浸礼
浸礼とは洗礼と異なり、神への献身の象徴で、神との密接な良い関係を求める願いを表明すること。浸礼と訳されるギリシャ語のバプティスマは、『浸す』という意味の動詞バプトーから派生した語である。
浸礼の意義
マタイ28章19,20節には「行って、すべての国の人々を弟子とし、父と子と聖霊との名において彼らにバプテスマを施し、わたしがあなた方に命令した事柄すべてを守り行うように教えなさい」とある。イエスはこの言葉を使徒たちに語られたのだから、これが幼児洗礼をさしていないことは明らかである。
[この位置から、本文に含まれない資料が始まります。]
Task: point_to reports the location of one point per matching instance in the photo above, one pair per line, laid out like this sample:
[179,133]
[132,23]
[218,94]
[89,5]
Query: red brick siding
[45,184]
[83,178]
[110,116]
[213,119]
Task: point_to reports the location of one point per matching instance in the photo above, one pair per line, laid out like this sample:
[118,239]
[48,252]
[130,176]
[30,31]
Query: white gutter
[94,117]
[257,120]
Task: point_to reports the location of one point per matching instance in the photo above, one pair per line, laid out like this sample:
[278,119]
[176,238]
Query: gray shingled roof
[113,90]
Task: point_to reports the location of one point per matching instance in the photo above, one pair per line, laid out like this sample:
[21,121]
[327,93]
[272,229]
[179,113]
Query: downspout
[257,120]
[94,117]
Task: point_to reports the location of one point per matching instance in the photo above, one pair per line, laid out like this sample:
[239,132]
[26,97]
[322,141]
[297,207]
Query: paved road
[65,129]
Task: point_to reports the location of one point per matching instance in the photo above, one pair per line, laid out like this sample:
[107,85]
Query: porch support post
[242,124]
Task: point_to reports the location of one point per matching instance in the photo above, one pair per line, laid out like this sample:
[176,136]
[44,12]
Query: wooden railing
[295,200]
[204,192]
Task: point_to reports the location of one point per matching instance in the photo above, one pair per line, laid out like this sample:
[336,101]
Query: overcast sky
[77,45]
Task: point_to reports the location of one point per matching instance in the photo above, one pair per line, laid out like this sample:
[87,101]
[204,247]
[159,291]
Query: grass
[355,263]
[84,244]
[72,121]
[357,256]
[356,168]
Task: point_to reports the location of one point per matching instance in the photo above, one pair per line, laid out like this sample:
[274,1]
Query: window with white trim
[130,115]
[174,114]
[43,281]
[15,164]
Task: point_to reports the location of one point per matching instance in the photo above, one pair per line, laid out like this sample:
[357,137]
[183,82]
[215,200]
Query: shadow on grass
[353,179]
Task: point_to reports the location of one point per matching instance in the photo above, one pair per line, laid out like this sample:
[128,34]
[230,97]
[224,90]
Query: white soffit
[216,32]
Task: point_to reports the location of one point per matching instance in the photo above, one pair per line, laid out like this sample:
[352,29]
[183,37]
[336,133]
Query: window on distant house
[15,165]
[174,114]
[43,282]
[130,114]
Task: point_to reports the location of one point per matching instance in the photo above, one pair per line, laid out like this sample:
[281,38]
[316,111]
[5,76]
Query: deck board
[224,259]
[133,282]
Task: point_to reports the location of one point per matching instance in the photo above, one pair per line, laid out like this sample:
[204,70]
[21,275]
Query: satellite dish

バプテスマ(浸礼)に、神の言葉に関する理解と、啓示された神のご意志を行なうために自らを差し出すという理性的な決定が必要であることは、西暦33年のペンテコステの日に明らかになった。その場に集まっていたユダヤ人と改宗者たちは、すでにヘブライ語聖書に関する知識を持っており、ペテロがメシアなるイエスについて話すのを聞いた結果、3,000人が「彼の言葉を心から受け入れ」、「バプテスマを受け(た)」。(使徒 2:41; 3:19‐4:4; 10:34‐38)ユダヤ教への改宗者で、篤信の人だったエチオピアの宦官も、そのような人として神と旧約聖書に関する知識を持っていた。彼はそれらの聖句がキリストに成就したことをまず聞いて受け入れ、それからバプテスマを受けることを望んだ。(使徒 8:34‐36)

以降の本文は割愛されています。